Sakindi. Üzerine sekine indirilmiş, olmuşlardan ve
olacaklardan emin görünüyordu. Hâlâ yapraklara bakıyordu; aynı zannedilen,
benzer görülen ama farklı yapraklara. Ne garipti, aynı, farklı ve benzer
kelimeleri birbirine hiç benzemiyordu. Tuhaf bir şekilde üç kelime de bir tek
şey için kullanılabiliyordu.
Gözlerini, yapraklardan indirdi. Karşısında binlerce tohum vardı.
- Çoğalmayı bekleyen,
- Yayılıp kök salmayı bekleyen,
- Yeni tohumlar yeşertmeyi bekleyen.
- Filizini veren,
- Gövdesini kalınlaştıran,
- Uzayan,
- Güçlenen ve görenlerin hoşuna giden,
- Ve birbirlerine karşı merhameti çok olan tohumlar.
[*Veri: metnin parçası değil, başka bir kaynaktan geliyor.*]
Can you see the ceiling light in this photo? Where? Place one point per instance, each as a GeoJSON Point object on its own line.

Bedelin sonunda selamet vardı...
Yorgunlardı ama hissetmiyorlardı. Bir hedefleri vardı. Bu
kara-sarı toprakları yeşertecekler, irili ufaklı nice filizlerle
döşeyeceklerdi. Ancak böyle aşırı sıcaktan kurtulabilirlerdi. Ancak bir
mücadeleyle kendilerine ve nesillerine daha verimli, bereketli, mutlu ve
başarılı bir hayat bırakabileceklerdi.
Şimdi zordu. Hem yer, hem gök kızgın kor gibiydi. Ama bedel
ödeyecekler, belki bazılarını erken yitireceklerdi. Ama bir kere görmüşlerdi gerçeği.
O bedele seve seve katlanacaklardı. Çünkü sonunda selamet vardı.
O ağacın altında, binlercesi söz verdi. Kalplerindeki
aydınlık yüzlerine vurdu. Üzerlerine yayılan sıcağa rağmen, yorgunluğa rağmen, kalkıp
koşmayı çok istemelerine rağmen, bir huzur indi.
Kimsenin bilmediği bir sır...
Kendisine söz veren o güzel, taze, canlı, diri tohumlara
baktı. Bir emriyle hepsi toplanıp yola koyulacaktı. Bir emriyle tırnaklarıyla
kazıyacak, sanki ömürlerinin tek ve yegâne savaşına tanık olacaklardı. Evet
biliyordu. Hepsi hazırdı. Ama kimsenin bilmediği bir sır vardı.
Ayağa kalktı. Telaşsızdı. Herkesin yüzü ona döndü, kalp
atışları o sessizlikte buradan bile duyuluyordu. ‘’Geri dönüyoruz’’ dedi.
Güçlü, yumuşak ve kararlıydı. Binlerce tohum şaşırdı. Çoğu hemen kabul etti, bazısı
biraz sonra. Ekilmek için uzun zaman sabretmiş, bu yola baş koymuş binlerce
tohuma ‘’durun şimdi değil geri dönüyoruz’’ dedi. Ve hepsi geri döndüler.
Azlardı. Ama onlar azı küçümsemeyi çoktan bırakmışlardı. Bir
taneden yedi yüz verirken, hangi akıl "az"dan bahsedebilirdi. Ya da çok olduğunu
zannedenler, bir anda suyu kesilince, hangi akılla "çok"tan söz edebilirdi.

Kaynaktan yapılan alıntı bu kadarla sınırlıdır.